Sihirden Kurtulmanın Yolu
Günümüzde bazı İslam ülkelerinde doktor olduklarını, iddia eden hokkabazlar çoğalıp yaygınlaşmıştır. Bu hokkabazlar hastaları büyü ve kehanet yoluyla tedavi ettiklerini söylüyorlar. Halk arasında ki bazı saf ve cahil insanları sömürüyorlar.
Müslümanlar açısından bu işin, ne kadar büyük bir tehlike arz ettiğini Allah rızası için Müslümanlara açıklamayı uygun gördük. Bu durum Allah-u Teâlâ’dan başkasına bağlanmak, Allah (Azze ve Celle) ile Rasulü Muhammed (Sallallahu Aleyhi ve Sellem)‘in emirlerine karşı gelmektir.
Allah’tan yardım dileyerek diyoruz ki; İslam âlimleri, hastalıktan kurtulmak için tedavi olmanın caiz olduğunda ittifak etmişlerdir.
Örneğin; kişinin iç hastalıkları uzmanı bir doktora, ameliyat olmak için gitse veya sinir hastalıkları uzmanı bir doktora yahut ta başka bir hastalık için doktora teşhis ve tedavi olmak amacıyla gitmesi ve hastalığına uygun olarak doktorun verdiği ilaçları almasında dinen bir sakınca yoktur.
Çünkü bu, sebeplere sarılmak demektir ki bu şekilde bir tedavi Allah’a tevekkülü de ortadan kaldırmaz. Hiç şüphe yok ki Allah-u Teâlâ her hastalık ile birlikte o hastalığın ilacını da yaratmıştır. Bunu bilen bilir, bilmeyen de bilmez.
Ancak Allah (Azze ve Celle) hastalıkların şifasını haram kıldığı şeylerde kılmamıştır. Yani midesi ağrıyan birinin bira içmesi ya da dişi ağrıyan birinin alkol alması gibi.
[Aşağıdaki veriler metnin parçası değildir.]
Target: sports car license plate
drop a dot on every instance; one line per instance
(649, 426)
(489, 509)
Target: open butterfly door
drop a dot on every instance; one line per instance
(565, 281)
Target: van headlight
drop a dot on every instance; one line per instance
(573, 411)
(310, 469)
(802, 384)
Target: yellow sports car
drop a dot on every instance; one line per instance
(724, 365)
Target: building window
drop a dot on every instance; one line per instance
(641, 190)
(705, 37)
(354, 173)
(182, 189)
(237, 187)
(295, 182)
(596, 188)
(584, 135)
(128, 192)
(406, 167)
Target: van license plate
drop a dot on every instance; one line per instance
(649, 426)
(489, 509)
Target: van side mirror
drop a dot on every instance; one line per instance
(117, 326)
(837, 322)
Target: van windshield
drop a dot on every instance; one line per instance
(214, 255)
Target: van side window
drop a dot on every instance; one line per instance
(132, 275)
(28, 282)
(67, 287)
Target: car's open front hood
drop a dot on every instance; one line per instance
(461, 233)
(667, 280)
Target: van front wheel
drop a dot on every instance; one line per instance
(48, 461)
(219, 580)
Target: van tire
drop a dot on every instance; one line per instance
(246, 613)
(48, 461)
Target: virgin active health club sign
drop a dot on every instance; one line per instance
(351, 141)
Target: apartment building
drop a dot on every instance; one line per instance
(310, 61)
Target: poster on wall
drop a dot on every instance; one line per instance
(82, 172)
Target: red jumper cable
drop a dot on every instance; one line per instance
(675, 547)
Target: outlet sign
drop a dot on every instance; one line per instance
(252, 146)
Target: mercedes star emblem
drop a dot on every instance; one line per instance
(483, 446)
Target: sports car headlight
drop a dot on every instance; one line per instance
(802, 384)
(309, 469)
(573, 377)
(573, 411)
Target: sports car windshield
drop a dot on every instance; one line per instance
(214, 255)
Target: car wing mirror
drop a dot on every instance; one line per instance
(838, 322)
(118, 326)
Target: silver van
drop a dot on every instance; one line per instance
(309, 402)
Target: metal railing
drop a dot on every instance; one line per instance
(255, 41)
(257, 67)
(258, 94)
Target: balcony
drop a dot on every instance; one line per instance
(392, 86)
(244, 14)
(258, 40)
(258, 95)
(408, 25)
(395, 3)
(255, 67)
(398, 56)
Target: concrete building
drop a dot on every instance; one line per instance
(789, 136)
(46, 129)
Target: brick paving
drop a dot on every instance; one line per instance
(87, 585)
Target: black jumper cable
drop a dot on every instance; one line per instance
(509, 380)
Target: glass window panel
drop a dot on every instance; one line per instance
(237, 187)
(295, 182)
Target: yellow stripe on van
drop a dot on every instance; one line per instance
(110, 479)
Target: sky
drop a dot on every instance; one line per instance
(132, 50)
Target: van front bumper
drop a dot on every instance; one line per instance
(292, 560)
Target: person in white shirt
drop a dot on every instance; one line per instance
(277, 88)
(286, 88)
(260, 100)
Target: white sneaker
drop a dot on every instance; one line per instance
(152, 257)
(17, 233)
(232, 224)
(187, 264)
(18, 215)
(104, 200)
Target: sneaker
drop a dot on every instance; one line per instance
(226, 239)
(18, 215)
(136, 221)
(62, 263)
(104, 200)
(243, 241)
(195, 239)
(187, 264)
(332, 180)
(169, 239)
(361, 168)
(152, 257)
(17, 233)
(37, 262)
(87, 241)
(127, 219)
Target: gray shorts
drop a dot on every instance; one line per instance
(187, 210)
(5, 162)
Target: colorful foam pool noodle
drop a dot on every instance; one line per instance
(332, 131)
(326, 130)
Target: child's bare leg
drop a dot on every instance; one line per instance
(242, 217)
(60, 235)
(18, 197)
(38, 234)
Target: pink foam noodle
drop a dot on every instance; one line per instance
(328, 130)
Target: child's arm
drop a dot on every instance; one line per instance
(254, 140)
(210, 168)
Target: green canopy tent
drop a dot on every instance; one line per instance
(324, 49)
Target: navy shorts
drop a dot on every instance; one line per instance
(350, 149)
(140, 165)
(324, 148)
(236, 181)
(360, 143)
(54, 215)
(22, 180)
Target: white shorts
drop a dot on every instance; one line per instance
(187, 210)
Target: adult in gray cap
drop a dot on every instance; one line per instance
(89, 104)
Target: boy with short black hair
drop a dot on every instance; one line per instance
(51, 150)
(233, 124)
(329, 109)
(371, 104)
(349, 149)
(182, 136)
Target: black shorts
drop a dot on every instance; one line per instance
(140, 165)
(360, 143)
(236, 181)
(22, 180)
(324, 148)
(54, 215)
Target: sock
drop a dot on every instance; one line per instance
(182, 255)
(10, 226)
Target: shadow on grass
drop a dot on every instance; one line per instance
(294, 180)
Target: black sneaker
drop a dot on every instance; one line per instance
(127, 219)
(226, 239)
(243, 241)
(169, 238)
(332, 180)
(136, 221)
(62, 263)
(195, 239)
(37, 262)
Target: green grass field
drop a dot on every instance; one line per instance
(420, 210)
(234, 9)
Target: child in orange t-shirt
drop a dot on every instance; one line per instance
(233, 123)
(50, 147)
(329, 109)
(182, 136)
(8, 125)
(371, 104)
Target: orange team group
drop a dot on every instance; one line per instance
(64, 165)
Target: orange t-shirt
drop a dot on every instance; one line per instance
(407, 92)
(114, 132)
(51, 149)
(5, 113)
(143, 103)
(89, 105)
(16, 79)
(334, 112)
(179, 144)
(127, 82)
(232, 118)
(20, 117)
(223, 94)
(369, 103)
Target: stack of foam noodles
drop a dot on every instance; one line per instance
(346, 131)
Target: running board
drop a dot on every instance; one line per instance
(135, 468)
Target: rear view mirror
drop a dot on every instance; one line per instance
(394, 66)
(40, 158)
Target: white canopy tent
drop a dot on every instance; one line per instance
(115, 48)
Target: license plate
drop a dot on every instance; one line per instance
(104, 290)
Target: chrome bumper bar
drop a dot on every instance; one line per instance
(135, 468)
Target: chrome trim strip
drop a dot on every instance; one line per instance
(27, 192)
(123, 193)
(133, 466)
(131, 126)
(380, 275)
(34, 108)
Bundan dolayı bir hastanın, hastalığını tedavi etmesi için, gaybı bildiklerini iddia eden kahinlere gitmesi asla caiz değildir. Ayrıca, onların haber verdiklerini tasdik etmek de caiz değildir. Çünkü onlar, bilinmeyen hakkında konuşmakta veya istediklerini elde etmek için cinlerden yardım almaktadırlar. Bu gibilerin hükmü; gaybı bildiklerini iddia ediyorlarsa küfür ve sapıklıktır.
Rasulullah (Sallallahu Aleyhi ve Sellem) bu konuda şöyle buyurmaktadır:
“Herkim, bir falcıya gider de ona bir şey sorarsa, kırk gün namazı kabul olunmaz.”
Müslim
Ebu Hureyre (Radiyallahu Anh) şöyle dedi:
“Rasulullah (Sallallahu Aleyhi ve Sellem)’in:
‘Herkim, bir falcı veya kâhine gider de ona bir şey sorar ve söylediklerini tasdik ederse, Muhammed’e indirileni inkâr etmiş olur’ buyurdu.”
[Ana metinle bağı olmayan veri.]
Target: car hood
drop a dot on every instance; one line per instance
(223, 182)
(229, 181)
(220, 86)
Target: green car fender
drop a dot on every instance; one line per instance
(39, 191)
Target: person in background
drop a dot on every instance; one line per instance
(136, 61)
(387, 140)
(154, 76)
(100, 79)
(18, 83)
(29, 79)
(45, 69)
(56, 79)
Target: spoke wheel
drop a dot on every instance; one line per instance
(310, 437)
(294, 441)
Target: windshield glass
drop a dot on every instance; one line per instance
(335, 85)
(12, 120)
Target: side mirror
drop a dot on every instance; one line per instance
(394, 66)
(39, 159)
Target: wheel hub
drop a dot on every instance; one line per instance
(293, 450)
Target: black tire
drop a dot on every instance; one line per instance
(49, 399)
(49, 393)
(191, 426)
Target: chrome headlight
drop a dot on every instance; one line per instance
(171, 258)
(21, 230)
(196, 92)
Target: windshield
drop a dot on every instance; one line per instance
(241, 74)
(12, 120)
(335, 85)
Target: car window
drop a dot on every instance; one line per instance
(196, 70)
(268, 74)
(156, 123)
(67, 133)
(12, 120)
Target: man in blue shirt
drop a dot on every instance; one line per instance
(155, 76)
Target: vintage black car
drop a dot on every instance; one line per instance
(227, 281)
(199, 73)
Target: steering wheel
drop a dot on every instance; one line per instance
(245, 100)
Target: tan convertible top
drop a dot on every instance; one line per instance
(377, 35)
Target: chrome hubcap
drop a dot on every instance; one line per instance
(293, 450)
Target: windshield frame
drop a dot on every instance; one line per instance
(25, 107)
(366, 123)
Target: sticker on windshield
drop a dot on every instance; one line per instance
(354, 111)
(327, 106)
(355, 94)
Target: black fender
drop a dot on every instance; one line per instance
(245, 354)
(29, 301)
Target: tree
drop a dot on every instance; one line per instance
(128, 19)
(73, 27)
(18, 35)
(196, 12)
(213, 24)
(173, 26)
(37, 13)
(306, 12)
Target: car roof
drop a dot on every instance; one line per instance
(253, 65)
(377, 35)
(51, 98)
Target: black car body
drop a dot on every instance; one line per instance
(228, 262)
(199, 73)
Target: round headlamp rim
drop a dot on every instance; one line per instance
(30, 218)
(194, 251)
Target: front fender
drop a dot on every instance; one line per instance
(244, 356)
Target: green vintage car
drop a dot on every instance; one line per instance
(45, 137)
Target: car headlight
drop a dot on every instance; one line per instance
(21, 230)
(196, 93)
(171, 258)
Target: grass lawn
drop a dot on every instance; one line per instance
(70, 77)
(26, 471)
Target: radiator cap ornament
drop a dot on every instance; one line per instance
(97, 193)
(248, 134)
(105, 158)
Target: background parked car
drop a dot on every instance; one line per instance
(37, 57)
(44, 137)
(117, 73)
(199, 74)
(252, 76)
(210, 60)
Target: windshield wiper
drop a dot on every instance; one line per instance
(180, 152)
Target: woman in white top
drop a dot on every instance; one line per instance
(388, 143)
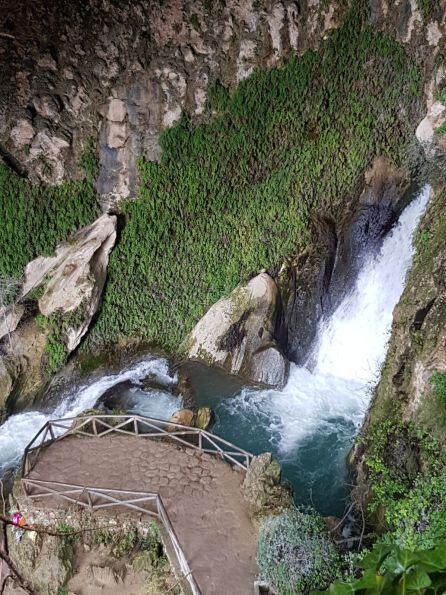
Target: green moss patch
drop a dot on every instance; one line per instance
(234, 195)
(407, 475)
(35, 218)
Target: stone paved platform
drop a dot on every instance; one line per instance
(200, 492)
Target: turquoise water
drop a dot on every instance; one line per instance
(315, 467)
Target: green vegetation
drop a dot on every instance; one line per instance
(235, 194)
(36, 218)
(441, 129)
(407, 475)
(132, 542)
(389, 569)
(295, 553)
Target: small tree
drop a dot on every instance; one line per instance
(295, 553)
(9, 289)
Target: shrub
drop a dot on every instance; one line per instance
(35, 218)
(389, 569)
(407, 475)
(295, 553)
(233, 195)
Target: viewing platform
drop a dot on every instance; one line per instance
(188, 478)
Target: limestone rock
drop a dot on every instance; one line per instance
(70, 284)
(44, 560)
(184, 417)
(5, 385)
(262, 485)
(238, 334)
(204, 418)
(435, 117)
(73, 279)
(9, 318)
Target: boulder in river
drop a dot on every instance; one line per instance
(201, 418)
(67, 287)
(238, 334)
(262, 485)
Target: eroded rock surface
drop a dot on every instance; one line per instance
(73, 279)
(238, 334)
(262, 486)
(121, 73)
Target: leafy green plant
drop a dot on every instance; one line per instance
(234, 194)
(295, 553)
(407, 475)
(438, 382)
(389, 569)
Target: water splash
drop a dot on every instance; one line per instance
(18, 430)
(325, 402)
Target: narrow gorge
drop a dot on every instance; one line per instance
(230, 216)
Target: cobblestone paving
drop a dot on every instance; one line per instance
(201, 494)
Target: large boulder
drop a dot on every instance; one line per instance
(73, 279)
(262, 486)
(200, 418)
(67, 288)
(238, 334)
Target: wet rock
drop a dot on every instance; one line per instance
(200, 418)
(73, 279)
(45, 561)
(304, 285)
(238, 334)
(184, 417)
(378, 207)
(425, 133)
(184, 389)
(262, 485)
(204, 418)
(6, 383)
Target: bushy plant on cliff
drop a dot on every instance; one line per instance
(233, 195)
(438, 382)
(34, 219)
(407, 476)
(295, 553)
(389, 569)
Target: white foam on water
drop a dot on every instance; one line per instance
(349, 353)
(18, 430)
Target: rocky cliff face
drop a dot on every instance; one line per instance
(58, 299)
(121, 73)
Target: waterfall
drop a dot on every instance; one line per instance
(311, 423)
(18, 430)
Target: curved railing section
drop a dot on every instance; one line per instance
(96, 498)
(134, 425)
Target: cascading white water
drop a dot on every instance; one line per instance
(350, 349)
(18, 430)
(311, 423)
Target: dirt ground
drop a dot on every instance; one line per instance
(200, 492)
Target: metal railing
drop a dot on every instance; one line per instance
(134, 425)
(95, 498)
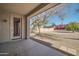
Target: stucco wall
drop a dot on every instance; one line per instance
(6, 28)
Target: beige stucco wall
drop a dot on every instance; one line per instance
(6, 28)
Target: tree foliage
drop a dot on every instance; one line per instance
(73, 26)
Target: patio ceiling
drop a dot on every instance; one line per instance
(20, 8)
(25, 8)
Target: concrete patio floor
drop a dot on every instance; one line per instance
(28, 48)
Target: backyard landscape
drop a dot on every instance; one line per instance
(59, 28)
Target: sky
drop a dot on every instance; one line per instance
(72, 15)
(70, 10)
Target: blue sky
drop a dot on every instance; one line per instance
(72, 15)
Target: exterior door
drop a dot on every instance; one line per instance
(17, 28)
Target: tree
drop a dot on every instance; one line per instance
(72, 26)
(61, 15)
(39, 22)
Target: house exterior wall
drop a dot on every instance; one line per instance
(6, 28)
Ebu Davud, Nesei, İbni Mace, Tirmizi, Hakim
İmran bin Husayn (Radiyallahu Anh) şöyle dedi:
“Rasulullah (Sallallahu Aleyhi ve Sellem):
‘Bir şeyi uğursuzluk sayan veya kendisi için uğursuzluk saydıran, kehanette bulunan veya kendisi için kehanette bulunduran, büyü yapan veya yaptıran bizden değildir! Herkim, bir kâhine gider de ona bir şeyi sorar ve söylediklerini tasdik ederse, Muhammed’e indirileni (dini) inkâr etmiş olur’ buyurdu.”
Bezzar
Yukarıdaki hadisler falcı, kahin, sihirbaz ve bunun gibi kimselere giderek onlara bir şey sormayı, onları tasdik etmeyi şiddetle yasaklamakta ve bunu yapanları cehennem azabıyla tehdit etmektedir.
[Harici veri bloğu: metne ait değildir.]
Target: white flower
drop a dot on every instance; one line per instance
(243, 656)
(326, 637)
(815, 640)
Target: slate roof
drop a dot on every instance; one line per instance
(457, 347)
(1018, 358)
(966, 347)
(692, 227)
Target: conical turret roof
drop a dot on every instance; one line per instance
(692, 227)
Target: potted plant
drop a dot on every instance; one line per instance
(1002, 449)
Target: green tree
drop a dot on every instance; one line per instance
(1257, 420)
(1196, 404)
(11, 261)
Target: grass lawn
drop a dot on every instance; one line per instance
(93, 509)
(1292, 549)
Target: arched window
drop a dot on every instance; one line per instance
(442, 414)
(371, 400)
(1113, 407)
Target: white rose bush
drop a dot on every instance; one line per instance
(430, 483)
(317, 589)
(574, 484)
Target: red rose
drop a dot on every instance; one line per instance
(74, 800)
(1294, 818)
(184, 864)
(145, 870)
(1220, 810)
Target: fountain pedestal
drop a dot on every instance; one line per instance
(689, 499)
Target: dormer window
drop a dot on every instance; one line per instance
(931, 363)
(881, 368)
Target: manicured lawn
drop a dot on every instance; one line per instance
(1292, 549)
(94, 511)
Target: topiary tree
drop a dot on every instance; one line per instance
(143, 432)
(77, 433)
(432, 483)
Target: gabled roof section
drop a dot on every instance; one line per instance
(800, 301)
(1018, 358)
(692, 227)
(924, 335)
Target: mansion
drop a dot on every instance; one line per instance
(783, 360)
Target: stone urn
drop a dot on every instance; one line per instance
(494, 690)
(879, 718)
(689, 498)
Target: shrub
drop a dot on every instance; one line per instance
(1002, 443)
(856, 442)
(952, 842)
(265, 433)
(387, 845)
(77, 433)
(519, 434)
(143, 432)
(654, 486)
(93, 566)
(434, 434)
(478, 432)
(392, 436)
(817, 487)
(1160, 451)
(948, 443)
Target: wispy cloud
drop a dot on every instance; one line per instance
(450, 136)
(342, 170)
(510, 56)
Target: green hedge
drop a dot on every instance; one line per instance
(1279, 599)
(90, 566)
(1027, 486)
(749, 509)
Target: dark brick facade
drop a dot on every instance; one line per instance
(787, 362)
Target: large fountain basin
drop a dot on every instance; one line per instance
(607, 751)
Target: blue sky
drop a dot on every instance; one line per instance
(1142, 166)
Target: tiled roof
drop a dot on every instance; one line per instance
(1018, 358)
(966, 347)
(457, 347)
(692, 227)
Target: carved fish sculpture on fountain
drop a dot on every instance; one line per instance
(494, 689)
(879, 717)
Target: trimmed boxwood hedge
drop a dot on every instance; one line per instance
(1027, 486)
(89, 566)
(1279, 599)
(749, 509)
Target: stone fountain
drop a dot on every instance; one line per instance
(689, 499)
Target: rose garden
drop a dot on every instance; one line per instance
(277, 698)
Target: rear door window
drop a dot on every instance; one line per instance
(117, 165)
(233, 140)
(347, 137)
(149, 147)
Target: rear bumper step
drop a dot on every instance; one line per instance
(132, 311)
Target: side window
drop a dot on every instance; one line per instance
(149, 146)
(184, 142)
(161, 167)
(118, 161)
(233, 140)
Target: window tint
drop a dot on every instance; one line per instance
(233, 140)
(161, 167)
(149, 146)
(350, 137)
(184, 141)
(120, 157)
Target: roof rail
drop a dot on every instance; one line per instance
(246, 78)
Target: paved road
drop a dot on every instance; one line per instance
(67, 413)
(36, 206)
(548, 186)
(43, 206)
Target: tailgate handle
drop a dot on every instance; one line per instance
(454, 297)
Alimlere, İslam davetçilerine, diğer güç ve yetki sahibi kimselere düşen görev; kahin, falcı ve bu gibi kimselere gitmeyi inkar etmeleri gerekir. Çarşı ve pazarlarda bu gibi işlerle uğraşanları yasaklamalı ve en katı bir şekilde bu durumu inkâr edilmelidir.
Bazı şeylerde doğru olduklarını iddia ettiklerine ve pek çok insanın kendilerine geldiklerine aldanmasınlar. Çünkü o insanlar, cahil insanlardır. İnsanların bunların sözüne aldanarak onlara uyması asla caiz değildir.
Çünkü Rasulullah (Sallallahu Aleyhi ve Sellem) onlara gidip bir şey sormayı ve onları tasdik etmeyi yasaklamıştır.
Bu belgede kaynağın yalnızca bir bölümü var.